Ganz ohne Hilfe kann es die Ukraine wohl nicht stemmen.
Der Plan von einer EM 2015 in Deutschland platzte Ende 2011 auf unsanfte Art und Weise. Weil der europäische Verband um den damaligen Generalsekretär Nar Zanolin immer mehr finanzielle Zusagen verlangte, zog Deutschland seine gemeinsame Bewerbung mit Italien, Frankreich und Kroatien zurück. Stattdessen wanderte das Turnier in die Ukraine, deren Funktionäre mit IOC-Mitglied Sergej Bubka an der Spitze die geforderten Millionen problemlos garantierten.

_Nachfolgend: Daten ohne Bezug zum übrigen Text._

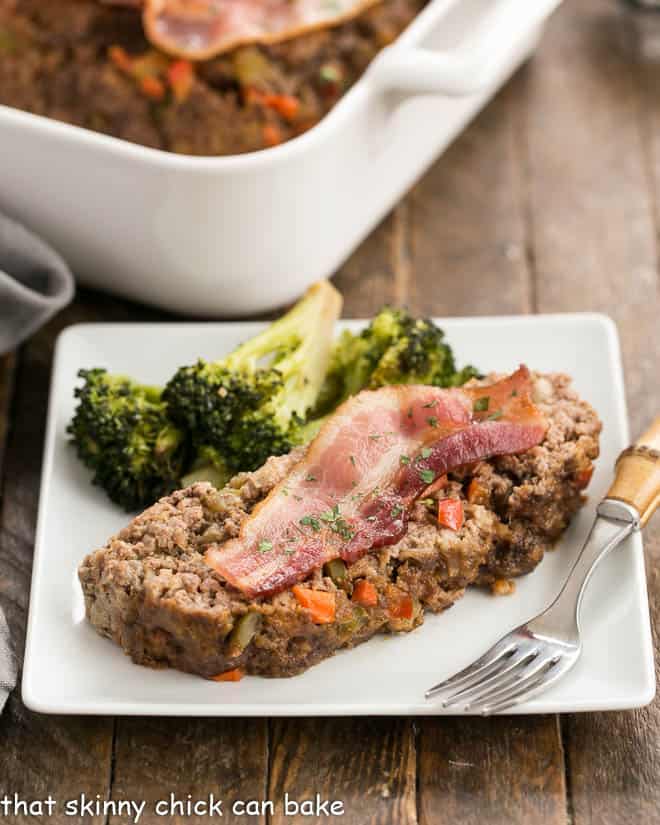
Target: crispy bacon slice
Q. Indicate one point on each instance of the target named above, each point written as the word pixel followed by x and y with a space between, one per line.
pixel 377 454
pixel 201 29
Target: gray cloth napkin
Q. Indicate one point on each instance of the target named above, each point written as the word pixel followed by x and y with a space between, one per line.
pixel 35 283
pixel 8 668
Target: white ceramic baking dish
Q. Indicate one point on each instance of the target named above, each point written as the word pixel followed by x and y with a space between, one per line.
pixel 234 235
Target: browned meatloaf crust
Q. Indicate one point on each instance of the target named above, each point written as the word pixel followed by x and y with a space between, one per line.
pixel 150 591
pixel 54 61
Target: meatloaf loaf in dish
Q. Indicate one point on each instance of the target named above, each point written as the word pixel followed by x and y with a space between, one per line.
pixel 150 590
pixel 90 65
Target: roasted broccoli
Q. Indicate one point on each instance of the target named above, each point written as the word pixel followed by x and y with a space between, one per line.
pixel 395 348
pixel 253 403
pixel 122 432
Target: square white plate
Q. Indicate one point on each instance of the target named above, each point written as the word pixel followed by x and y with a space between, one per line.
pixel 70 669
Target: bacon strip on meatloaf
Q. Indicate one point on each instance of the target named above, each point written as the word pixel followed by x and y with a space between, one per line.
pixel 151 592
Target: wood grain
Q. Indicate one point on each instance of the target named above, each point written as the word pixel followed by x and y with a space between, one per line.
pixel 595 226
pixel 467 222
pixel 513 769
pixel 470 235
pixel 40 755
pixel 367 764
pixel 196 759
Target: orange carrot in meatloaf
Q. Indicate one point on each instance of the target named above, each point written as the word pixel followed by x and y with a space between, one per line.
pixel 320 604
pixel 365 594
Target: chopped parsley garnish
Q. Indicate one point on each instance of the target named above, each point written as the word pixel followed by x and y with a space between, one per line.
pixel 333 520
pixel 310 521
pixel 330 515
pixel 427 476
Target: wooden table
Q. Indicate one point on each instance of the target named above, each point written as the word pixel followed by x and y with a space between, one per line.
pixel 550 202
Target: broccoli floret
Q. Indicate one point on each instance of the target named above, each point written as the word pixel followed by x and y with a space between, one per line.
pixel 121 431
pixel 395 348
pixel 253 403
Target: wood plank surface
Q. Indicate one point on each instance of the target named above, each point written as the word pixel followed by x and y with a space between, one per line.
pixel 39 755
pixel 168 762
pixel 368 765
pixel 351 759
pixel 468 256
pixel 594 172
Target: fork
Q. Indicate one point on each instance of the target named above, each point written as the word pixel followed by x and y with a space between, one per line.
pixel 534 656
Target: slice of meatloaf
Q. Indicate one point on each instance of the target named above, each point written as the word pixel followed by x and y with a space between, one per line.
pixel 150 591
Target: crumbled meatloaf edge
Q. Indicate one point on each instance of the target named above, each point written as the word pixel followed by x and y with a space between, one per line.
pixel 150 591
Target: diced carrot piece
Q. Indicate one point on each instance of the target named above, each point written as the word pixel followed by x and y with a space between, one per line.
pixel 285 105
pixel 272 135
pixel 450 513
pixel 365 594
pixel 153 88
pixel 477 493
pixel 400 606
pixel 120 57
pixel 180 76
pixel 320 603
pixel 584 477
pixel 234 675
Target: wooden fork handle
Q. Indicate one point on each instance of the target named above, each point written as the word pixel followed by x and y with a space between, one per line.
pixel 637 480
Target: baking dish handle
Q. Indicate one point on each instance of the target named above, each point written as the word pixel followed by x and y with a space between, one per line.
pixel 471 67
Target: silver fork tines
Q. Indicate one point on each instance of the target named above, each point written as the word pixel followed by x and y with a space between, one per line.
pixel 501 676
pixel 531 658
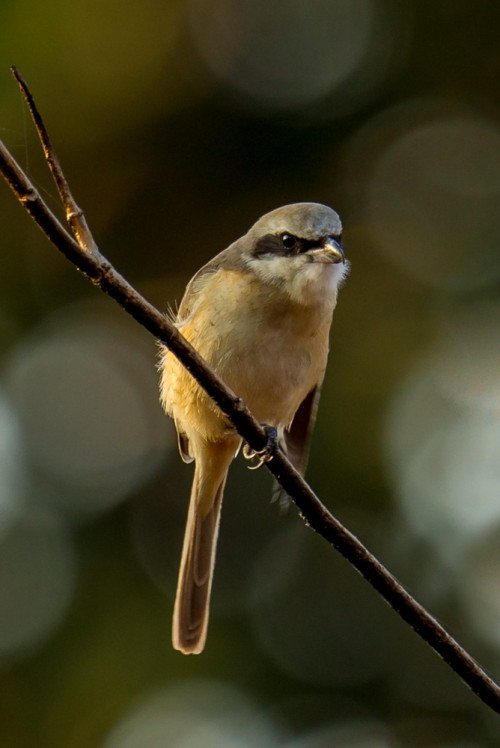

Doch eineinhalb Jahre vor dem Beginn der EM hat sich die Welt verändert. Die Ukraine steckt in der größten politischen und wirtschaftlichen Krise seit ihrer Unabhängigkeit 1991. Es ist kaum vorstellbar, dass in einer Phase, in der das Land kurz vor dem Staatsbankrott steht und jede politische Sicherheit fehlt, Gelder in den Bau von Hallen und Hotels gesteckt werden.
Was also tun? Die FIBA Europe steckt in einem Dilemma. Auf der einen Seite will sie die ukrainischen Verantwortlichen um den dortigen Basketball-Präsidenten Alexander Wolkow nicht brüskieren. Auf der anderen Seite bangt sie um ihr Premiumprodukt. „Das ist eine sehr sensible und keineswegs einfache Thematik“, sagte Kamil Novak, seit 2012 Generalsekretär des europäischen Verbandes, der Nachrichtenagentur dpa.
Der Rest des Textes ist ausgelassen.